HeadlinesBriefing favicon HeadlinesBriefing.com

Gemma 4's New Speed Upgrade: MTP Cuts Latency by Half

Ars Technica •
×

Google rolled out its Gemma 4 open models this spring, adding a new speed tier for local AI. The company introduced Multi‑Token Prediction, or MTP, a speculative decoding technique that guesses future tokens and cuts generation time in half compared to standard autoregressive flow. The upgrade keeps output quality unchanged while lowering latency on consumer hardware.

Both Gemma 4 and Google’s flagship Gemini share the same core architecture, but Gemma is tuned for edge execution. One high‑power accelerator can run the 26‑billion‑parameter model at full precision; quantization lets it run on a consumer GPU like the NVIDIA RTX PRO 6000. MTP uses a lightweight 74‑million‑parameter drafter that shares a key‑value cache to skip costly recomputation.

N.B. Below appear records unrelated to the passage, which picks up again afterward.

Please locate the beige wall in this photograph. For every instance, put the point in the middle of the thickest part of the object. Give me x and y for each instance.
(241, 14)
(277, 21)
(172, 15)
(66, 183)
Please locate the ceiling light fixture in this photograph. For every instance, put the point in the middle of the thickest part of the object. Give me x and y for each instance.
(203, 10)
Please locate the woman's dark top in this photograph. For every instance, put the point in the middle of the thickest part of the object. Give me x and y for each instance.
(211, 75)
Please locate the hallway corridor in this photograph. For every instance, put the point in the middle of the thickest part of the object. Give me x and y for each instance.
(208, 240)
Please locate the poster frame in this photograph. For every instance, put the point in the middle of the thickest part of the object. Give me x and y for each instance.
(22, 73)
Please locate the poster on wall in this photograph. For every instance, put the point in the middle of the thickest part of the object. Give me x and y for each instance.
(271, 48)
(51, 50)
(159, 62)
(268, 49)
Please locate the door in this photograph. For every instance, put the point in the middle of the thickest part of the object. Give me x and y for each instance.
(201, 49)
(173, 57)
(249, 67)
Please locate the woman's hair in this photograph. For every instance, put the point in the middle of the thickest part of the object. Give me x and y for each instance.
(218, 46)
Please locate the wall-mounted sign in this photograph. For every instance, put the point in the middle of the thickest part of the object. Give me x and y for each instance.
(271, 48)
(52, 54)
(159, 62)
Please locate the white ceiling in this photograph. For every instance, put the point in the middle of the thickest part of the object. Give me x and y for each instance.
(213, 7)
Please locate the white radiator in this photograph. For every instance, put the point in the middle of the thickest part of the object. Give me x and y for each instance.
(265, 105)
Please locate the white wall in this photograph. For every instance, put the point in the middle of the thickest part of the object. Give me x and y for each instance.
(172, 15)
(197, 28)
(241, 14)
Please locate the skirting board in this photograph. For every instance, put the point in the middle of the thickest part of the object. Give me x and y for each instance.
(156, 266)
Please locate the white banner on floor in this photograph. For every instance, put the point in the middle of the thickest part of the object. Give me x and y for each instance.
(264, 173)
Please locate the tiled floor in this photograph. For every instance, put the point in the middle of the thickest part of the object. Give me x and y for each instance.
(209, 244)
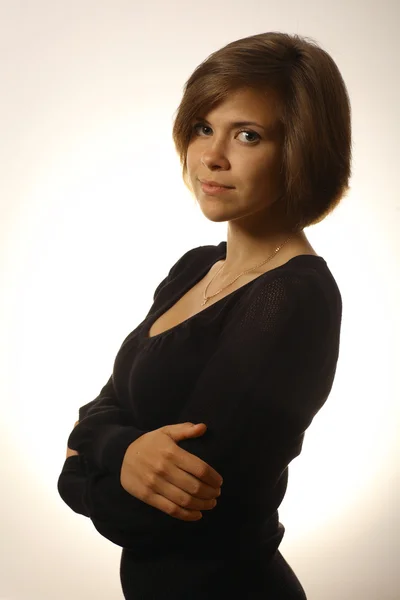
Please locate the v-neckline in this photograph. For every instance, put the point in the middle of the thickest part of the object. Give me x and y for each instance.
(152, 318)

Google also switched Gemma 4’s license to the more permissive Apache 2.0, moving away from the custom terms used before. This change opens the door for developers to integrate and modify the model without restrictive clauses. For users, the combination of faster token prediction and an open license means higher performance on modest hardware and greater freedom to experiment. Hardware demands stay manageable now today.